Análise da chance de vitória
Para um cessionário, a pergunta relevante ("chance de a autora obter crédito contra a empresa sólida ré") tem resposta substancialmente desfavorável — e, mais que isso, o crédito já está praticamente esgotado:
- O mérito dos embargos já está decidido e essencialmente transitado: a sentença (doc 06) julgou parcialmente procedentes os embargos, reconhecendo excesso de R$ 4.006.225,51, mas mantendo NAQ devedora de R$ 37,3 mi ao BDMG. A tese de nulidade do título foi rejeitada. Logo, no eixo principal NAQ é devedora, não credora.
- O único crédito de NAQ contra o BDMG é a sucumbência (honorários de 10% sobre o proveito econômico de R$ 4 mi, rateados 50/50). Esse valor (R$ 226.425,43) já foi voluntariamente pago pelo BDMG em 19/12/2024 (docs 09 e 12).
- A tentativa de NAQ de inflar a base do honorário para R$ 7,2 mi (incluindo juros/encargos do contrato) e de cobrar multa/honorários do art. 523 foi rejeitada pela CENTRASE Fazendária (doc 12) e mantida em embargos de declaração (doc 13, 29/05/2026), por falta de previsão no acórdão e por ausência de intimação formal do BDMG.
- O próprio cálculo final de NAQ (doc 14, 30/05/2026), já conformado à decisão judicial, reduz o saldo remanescente a R$ 3.230,04 (mera correção monetária set→dez/2024).

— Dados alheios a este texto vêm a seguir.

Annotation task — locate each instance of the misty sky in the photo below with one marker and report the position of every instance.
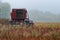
(42, 5)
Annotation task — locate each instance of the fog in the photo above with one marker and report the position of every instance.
(38, 10)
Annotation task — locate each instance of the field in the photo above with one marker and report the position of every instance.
(39, 31)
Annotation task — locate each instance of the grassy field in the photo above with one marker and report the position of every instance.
(39, 31)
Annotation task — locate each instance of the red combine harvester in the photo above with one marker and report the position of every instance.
(19, 16)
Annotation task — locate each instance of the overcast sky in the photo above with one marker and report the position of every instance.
(43, 5)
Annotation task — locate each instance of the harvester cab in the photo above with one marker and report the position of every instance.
(20, 16)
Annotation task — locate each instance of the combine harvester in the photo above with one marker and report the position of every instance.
(19, 16)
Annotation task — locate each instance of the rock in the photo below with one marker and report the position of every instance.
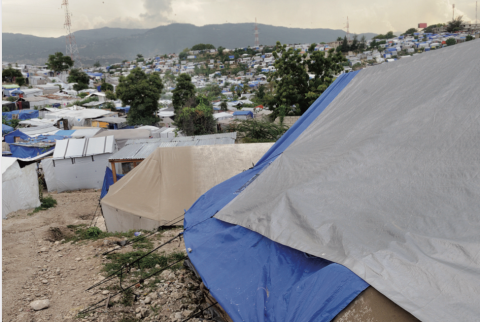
(40, 304)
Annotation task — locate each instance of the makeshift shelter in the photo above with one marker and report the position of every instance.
(170, 180)
(19, 186)
(122, 136)
(356, 191)
(78, 164)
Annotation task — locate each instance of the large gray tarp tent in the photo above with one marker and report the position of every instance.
(385, 181)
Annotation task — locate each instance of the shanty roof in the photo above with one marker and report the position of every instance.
(31, 131)
(142, 148)
(114, 120)
(77, 148)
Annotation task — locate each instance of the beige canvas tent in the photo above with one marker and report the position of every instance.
(170, 180)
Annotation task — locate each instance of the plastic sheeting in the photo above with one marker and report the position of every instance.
(252, 277)
(108, 181)
(388, 190)
(19, 187)
(170, 180)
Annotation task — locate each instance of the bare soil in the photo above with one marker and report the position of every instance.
(35, 266)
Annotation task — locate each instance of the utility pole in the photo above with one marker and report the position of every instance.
(257, 42)
(72, 49)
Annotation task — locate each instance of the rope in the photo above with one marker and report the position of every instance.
(192, 316)
(91, 308)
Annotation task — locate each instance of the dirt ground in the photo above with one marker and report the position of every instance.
(36, 268)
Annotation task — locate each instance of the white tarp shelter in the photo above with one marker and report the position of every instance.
(78, 164)
(19, 186)
(170, 180)
(386, 184)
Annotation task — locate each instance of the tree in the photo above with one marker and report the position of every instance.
(184, 90)
(451, 42)
(59, 63)
(455, 24)
(410, 31)
(259, 130)
(196, 120)
(20, 81)
(79, 77)
(141, 92)
(294, 86)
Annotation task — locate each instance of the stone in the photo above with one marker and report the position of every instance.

Referências: doc 06 (dispositivo — parcial procedência, saldo devedor R$ 37,3 mi, honorários R$ 6 mil); doc 08 (cumprimento da sucumbência, R$ 226.425,43); doc 09 (pagamento voluntário do BDMG); doc 12 (afasta art. 523 §1º; limita base à correção set–dez/2024); doc 13 (rejeita ED; nega encargos contratuais na base); doc 14 (saldo remanescente de R$ 3.230,04).
Nota de atratividade: 1
Justificativa: (i) NAQ é, no mérito, devedora do BDMG (~R$ 37,3 mi), não titular de crédito a ceder; (ii) o único crédito de NAQ contra o BDMG (sucumbência) já foi pago e o saldo residual é de ~R$ 3.230,04, irrelevante; (iii) as teses ampliativas de NAQ foram judicialmente rejeitadas (docs 12 e 13). Não há crédito relevante, líquido e disponível para um cessionário adquirir. Réu sólido e valor de causa alto não compensam a inexistência de crédito atribuível à "autora".
Recomendação
Não recomendo aquisição. O caso não gera crédito relevante para o cessionário: NAQ é devedora no principal e o crédito de sucumbência contra o BDMG já está quitado, restando saldo ínfimo (~R$ 3,2 mil). Próximo passo, se houver dúvida residual: confirmar nos autos se a CENTRASE homologou os R$ 3.230,04 / extinguiu o cumprimento por satisfação e se há agravo/recurso pendente da reforma de honorários — mas o resultado prático já é claramente desinteressante. Não há necessidade de baixar a íntegra para fins de aquisição de crédito.